Walker prank-caller: "I was wildly unprepared"

Ian Murphy, the man who posed as David Koch on a call with Gov. Scott Walker, talks to Salon

Published February 23, 2011 8:24PM (EST)

  (© Pool New / Reuters)
(© Pool New / Reuters)

Ian Murphy, the Buffalo Beast journalist who made national headlines by posing as right-wing billionaire David Koch and prank-calling Gov. Scott Walker, tells Salon that he was ad-libbing throughout the conversation.

"I wasn't expecting to actually get through. I was wildly unprepared," Murphy says.

Murphy simply called Walker's office, saying he was Koch, and was ultimately connected with Walker's chief of staff, Keith Gilkes. "The most ridiciulous thing to me is when I get on line with the chief of staff and he wanted to take my number down, and I said I couldn't give it to him because my maid, Maria, had thrown my phone into the washing machine," Murphy says.

As he tells it in the Beast story:

I politely said hello, not knowing how friendly Gilkes and Koch may be. He was eager to help. “I was really hoping to talk directly to Scott,” I said. He said that could be arranged and that I should just leave my number. I explained to Gilkes, “My goddamn maid, Maria, put my phone in the washer. I’d have her deported, but she works for next to nothing.” Gilkes found this amusing. “I’m calling from the VOID—with the VOID, or whatever it’s called.
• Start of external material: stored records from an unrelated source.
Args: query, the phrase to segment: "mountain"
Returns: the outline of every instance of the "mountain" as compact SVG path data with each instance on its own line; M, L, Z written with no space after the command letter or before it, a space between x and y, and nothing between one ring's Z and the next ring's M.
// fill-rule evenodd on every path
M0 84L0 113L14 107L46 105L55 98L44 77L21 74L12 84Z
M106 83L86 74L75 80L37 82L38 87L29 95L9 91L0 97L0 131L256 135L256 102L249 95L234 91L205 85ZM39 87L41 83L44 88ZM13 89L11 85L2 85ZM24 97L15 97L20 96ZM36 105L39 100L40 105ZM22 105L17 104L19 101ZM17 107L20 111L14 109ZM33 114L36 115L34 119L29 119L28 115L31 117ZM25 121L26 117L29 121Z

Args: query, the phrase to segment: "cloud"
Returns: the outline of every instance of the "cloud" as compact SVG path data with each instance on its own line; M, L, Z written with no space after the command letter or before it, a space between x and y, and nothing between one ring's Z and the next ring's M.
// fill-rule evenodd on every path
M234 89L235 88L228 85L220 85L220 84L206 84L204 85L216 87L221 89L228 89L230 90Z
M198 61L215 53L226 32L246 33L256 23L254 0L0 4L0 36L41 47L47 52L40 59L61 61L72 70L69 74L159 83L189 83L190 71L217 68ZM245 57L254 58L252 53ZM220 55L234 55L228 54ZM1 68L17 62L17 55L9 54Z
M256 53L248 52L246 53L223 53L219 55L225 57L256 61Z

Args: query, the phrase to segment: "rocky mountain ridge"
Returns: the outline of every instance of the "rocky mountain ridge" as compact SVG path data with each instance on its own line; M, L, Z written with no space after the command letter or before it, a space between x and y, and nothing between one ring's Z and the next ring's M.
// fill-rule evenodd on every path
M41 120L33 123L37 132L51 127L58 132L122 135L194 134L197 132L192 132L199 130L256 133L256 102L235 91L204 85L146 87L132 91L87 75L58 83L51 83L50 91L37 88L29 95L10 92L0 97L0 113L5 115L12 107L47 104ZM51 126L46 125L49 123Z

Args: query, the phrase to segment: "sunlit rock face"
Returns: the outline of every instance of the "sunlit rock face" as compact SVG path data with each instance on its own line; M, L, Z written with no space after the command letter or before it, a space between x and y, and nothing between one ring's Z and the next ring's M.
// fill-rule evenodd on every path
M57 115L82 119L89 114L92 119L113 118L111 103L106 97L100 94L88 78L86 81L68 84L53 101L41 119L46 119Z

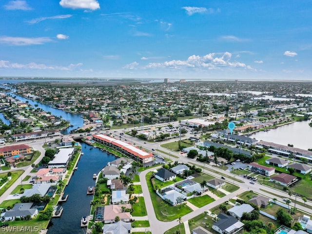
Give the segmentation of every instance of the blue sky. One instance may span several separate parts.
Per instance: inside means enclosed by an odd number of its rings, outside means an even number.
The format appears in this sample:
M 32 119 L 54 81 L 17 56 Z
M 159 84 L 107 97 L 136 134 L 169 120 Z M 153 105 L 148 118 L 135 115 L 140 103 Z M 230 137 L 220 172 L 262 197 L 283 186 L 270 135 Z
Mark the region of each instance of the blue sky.
M 0 0 L 0 76 L 312 79 L 311 0 Z

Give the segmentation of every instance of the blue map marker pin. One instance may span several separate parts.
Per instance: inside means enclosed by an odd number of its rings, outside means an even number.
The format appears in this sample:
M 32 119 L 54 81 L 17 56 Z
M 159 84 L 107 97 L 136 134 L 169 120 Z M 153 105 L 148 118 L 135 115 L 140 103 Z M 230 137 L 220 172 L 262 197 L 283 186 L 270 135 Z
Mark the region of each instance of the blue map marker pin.
M 231 134 L 233 134 L 233 129 L 235 128 L 235 124 L 233 122 L 230 122 L 229 123 L 229 125 L 228 125 L 228 127 L 229 129 L 231 131 Z

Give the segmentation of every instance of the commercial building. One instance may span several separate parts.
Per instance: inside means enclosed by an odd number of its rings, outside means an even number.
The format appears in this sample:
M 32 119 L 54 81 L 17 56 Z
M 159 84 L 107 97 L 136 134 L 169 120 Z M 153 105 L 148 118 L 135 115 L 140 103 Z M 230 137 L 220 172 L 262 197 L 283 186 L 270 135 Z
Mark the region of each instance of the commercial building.
M 28 145 L 21 144 L 10 145 L 0 148 L 0 156 L 4 157 L 16 155 L 29 155 L 31 154 L 31 148 Z
M 147 152 L 137 147 L 124 142 L 115 138 L 106 135 L 100 134 L 94 135 L 93 140 L 95 141 L 107 145 L 110 147 L 117 149 L 123 153 L 136 161 L 139 161 L 142 163 L 152 162 L 154 159 L 154 156 L 152 152 Z

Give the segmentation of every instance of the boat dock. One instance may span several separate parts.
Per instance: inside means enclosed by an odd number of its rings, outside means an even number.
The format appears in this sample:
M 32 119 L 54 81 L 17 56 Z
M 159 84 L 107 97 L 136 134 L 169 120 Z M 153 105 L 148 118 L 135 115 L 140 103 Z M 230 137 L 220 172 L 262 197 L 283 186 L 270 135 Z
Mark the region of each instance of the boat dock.
M 89 188 L 88 188 L 88 190 L 87 190 L 87 195 L 92 195 L 93 194 L 94 194 L 94 192 L 95 192 L 95 191 L 96 188 L 94 187 L 92 189 L 92 191 L 89 191 Z
M 60 205 L 58 205 L 56 209 L 55 209 L 53 211 L 53 213 L 52 214 L 52 217 L 53 218 L 60 218 L 60 216 L 62 215 L 62 213 L 63 212 L 63 207 Z

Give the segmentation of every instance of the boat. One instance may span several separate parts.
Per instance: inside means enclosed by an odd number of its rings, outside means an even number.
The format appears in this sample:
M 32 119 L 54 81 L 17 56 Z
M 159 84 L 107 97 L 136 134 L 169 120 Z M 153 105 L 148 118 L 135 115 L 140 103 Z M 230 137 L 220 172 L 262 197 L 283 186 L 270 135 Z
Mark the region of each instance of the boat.
M 84 216 L 81 218 L 81 223 L 82 223 L 82 224 L 86 224 L 88 220 L 87 220 L 86 216 Z

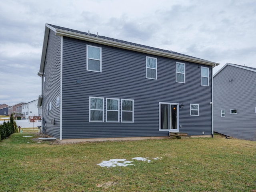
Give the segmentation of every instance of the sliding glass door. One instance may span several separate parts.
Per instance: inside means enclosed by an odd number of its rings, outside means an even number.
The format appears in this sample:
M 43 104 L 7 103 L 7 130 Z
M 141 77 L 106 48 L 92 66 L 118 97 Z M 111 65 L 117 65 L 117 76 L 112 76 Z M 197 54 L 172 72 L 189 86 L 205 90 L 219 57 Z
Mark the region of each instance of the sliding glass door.
M 179 131 L 179 104 L 160 103 L 160 128 L 170 132 Z

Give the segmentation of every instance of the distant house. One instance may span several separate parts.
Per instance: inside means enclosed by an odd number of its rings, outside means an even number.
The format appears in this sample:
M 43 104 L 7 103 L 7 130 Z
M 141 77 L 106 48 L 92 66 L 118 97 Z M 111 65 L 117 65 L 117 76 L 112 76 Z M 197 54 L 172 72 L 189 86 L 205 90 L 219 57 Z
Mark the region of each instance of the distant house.
M 256 68 L 227 63 L 213 87 L 214 131 L 256 140 Z
M 60 140 L 211 137 L 217 65 L 46 24 L 38 74 L 43 129 Z
M 8 107 L 9 106 L 6 104 L 0 104 L 0 115 L 7 115 L 8 114 Z
M 24 116 L 23 118 L 28 119 L 29 117 L 38 116 L 38 109 L 37 107 L 38 100 L 34 100 L 22 105 L 21 112 Z
M 8 115 L 10 116 L 12 113 L 16 114 L 17 112 L 17 109 L 18 109 L 18 112 L 20 110 L 20 108 L 19 108 L 21 105 L 24 104 L 26 103 L 19 103 L 12 106 L 10 106 L 8 108 Z M 16 109 L 16 108 L 18 107 L 18 108 Z

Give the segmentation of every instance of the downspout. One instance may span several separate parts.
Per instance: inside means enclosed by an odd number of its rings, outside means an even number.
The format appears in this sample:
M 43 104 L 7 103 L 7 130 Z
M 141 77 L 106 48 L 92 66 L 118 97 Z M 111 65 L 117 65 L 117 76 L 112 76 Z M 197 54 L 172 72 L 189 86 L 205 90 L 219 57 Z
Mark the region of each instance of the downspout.
M 37 75 L 38 75 L 40 77 L 41 77 L 41 95 L 42 95 L 42 96 L 43 96 L 43 78 L 44 77 L 44 75 L 43 75 L 43 74 L 42 75 L 41 75 L 41 74 L 40 74 L 39 72 L 37 73 Z M 42 104 L 41 104 L 41 116 L 42 117 L 42 116 L 43 116 L 43 108 L 42 107 Z M 41 122 L 42 122 L 42 118 L 41 118 Z M 41 130 L 41 131 L 42 132 L 43 130 L 44 130 L 44 122 L 43 121 L 42 122 L 42 130 Z
M 212 137 L 213 137 L 213 68 L 216 66 L 212 67 Z
M 62 140 L 62 81 L 63 81 L 63 36 L 60 36 L 60 140 Z

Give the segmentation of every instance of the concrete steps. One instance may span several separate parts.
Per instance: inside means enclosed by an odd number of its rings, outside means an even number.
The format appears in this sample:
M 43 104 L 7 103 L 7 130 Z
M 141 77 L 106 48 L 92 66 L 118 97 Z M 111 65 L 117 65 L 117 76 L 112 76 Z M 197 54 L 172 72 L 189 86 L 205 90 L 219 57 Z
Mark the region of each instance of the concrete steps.
M 180 132 L 169 133 L 169 136 L 170 138 L 179 139 L 190 139 L 190 136 L 188 136 L 187 133 L 181 133 Z

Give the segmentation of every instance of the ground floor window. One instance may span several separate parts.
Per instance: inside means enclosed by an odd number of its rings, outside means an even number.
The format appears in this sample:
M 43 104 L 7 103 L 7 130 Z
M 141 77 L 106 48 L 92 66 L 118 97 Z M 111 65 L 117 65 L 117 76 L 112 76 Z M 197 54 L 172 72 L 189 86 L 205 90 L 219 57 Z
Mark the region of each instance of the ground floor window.
M 133 122 L 134 100 L 132 99 L 122 99 L 121 106 L 121 122 Z
M 237 109 L 230 109 L 230 114 L 237 114 Z
M 221 110 L 221 117 L 225 117 L 225 110 Z
M 104 98 L 90 97 L 90 122 L 103 122 Z
M 119 122 L 119 99 L 106 98 L 106 122 Z
M 199 116 L 199 105 L 198 104 L 190 104 L 190 115 Z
You know, the Snype!”

Murphy says he's tried a lot of pranks over the years, but nothing so successful as the Walker stunt. He once, for example, posed as a Christian reporter with the fake disease of "Aspergers Syndrome by Proxy" and covered the opening of the Creation Museum. The sham newspaper he worked for -- complete with hoax website -- was the Special Times, "a Christian lifestyle journal for and by the developmentally disabled." Other pranks have not gone so well, though Murphy could not remember specific examples because, he said, he's been awake for 40 hours.

"I knew the story was going to be big. I posted it at 3 a.m. so I kind of wanted to see what kind of legs it had for the first hours." Since then, he's been doing interviews all day, and the Beast's site has been down periodically.

Murphy said he has not heard from Walker's office or, for that matter Koch's. He says he hopes Koch sues the Beast, citing the Streisand effect. He adds: "I would just like it on the record that I'm not suicidal. If my body floats up in some Wisconsin bog or cheese factory, I was not suicidal."